Cuando le informé de dónde había dejado el coche, dejó escapar un exagerado suspiro y dijo que imaginaba que uno de los oficiales podría llevarme hasta allí, pero tuve que esperar en la recepción.

Se me habían agarrotado los ligamentos durante la reunión. Tropecé al salir del cuarto. Larry Yosano, el joven abogado, me cogió del brazo para evitar que me cayera. Cuando le di las gracias, me pregunté por qué se habría unido esa noche a nuestra alegre cuadrilla.

Él bostezó.

– Esta semana soy el auxiliar de guardia encargado de los problemas difíciles. Llevamos los asuntos de casi todas las propiedades de New Solway; tenemos llaves, así que si el teniente hubiera querido entrar en la casa, podría habérselo permitido. De hecho, cuando me llamaron, fui a Larchmont, pero su grupo ya se había marchado de allí. Me llevó un tiempo comprobar la alarma; no la habían hecho saltar, y todavía funciona. Eché un vistazo por la planta baja, pero no parecía que hubiera entrado nadie. -Bostezó con más energía-. Ojalá Lyons Trust encontrara comprador. No es bueno tener un lugar así vacío. Nosotros aconsejamos contratar a un vigilante, pero el banco no quiso pagarlo.

La oficial Protheroe, la mujer que me había proporcionado ropa limpia, apareció: le había tocado a ella llevarme. Yosano salió con nosotras. Antes de subir a su BMW me dio una tarjeta. La miré con mis hinchados ojos: era socio de Lebold & Arnoff, que tenían sus oficinas en Oak Brook y en la calle LaSalle. Jamás había oído hablar de ellos, pero, claro, no suelo ocuparme de asuntos relacionados con las propiedades de los megaricos.

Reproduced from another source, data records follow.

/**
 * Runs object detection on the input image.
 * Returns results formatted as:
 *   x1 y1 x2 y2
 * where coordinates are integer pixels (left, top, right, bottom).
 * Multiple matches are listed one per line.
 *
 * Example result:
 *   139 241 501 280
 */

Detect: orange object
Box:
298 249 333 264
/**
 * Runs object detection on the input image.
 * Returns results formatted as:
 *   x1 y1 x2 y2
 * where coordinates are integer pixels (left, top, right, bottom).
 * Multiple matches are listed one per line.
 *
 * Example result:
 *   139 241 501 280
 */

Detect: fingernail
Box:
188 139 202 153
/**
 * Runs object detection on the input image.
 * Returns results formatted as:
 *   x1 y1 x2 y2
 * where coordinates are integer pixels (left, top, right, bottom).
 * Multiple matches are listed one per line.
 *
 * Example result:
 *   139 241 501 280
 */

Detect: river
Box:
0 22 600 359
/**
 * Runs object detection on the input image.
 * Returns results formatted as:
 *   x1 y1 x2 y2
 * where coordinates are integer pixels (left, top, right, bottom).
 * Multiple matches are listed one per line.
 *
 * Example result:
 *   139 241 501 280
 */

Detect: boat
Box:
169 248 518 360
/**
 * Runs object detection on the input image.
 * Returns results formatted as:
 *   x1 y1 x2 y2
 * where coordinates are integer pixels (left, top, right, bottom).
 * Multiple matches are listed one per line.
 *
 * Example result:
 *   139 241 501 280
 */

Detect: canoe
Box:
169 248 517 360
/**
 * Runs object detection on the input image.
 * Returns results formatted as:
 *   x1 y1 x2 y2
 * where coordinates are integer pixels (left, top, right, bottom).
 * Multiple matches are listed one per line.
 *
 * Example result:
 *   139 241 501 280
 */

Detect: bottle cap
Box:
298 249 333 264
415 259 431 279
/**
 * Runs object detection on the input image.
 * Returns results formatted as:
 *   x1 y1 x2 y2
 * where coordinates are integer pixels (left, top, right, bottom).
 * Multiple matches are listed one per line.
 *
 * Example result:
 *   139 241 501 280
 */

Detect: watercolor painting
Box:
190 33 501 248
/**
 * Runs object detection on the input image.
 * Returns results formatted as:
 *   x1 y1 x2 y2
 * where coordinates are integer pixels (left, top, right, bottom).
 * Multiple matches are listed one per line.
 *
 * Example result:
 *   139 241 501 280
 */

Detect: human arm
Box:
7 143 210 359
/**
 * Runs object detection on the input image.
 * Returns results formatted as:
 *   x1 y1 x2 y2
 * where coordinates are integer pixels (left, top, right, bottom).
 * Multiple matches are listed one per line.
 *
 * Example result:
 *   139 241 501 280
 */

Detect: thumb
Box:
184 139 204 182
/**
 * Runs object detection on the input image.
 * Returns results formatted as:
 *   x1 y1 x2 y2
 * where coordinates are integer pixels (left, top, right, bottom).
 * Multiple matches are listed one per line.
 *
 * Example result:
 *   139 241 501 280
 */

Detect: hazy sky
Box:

– La próxima vez que la llame Geraldine Graham dele mi número -dijo Yosano-. Me gustaría convencerla de que deje de vigilar Larchmont por su cuenta.

Se me habían pegado las tarjetas en la cartera, y le escribí el número de mi oficina en un trozo de papel.

– ¿Está lo bastante despierta como para volver en coche a su casa? -preguntó Protheroe cuando llegamos al Mustang-. No me gustaría que me llamaran dentro de media hora para ir a recoger sus pedazos de la autopista. Hay un Motel 6 siguiendo por la carretera. Quizá sea mejor que pase allí lo que queda de noche.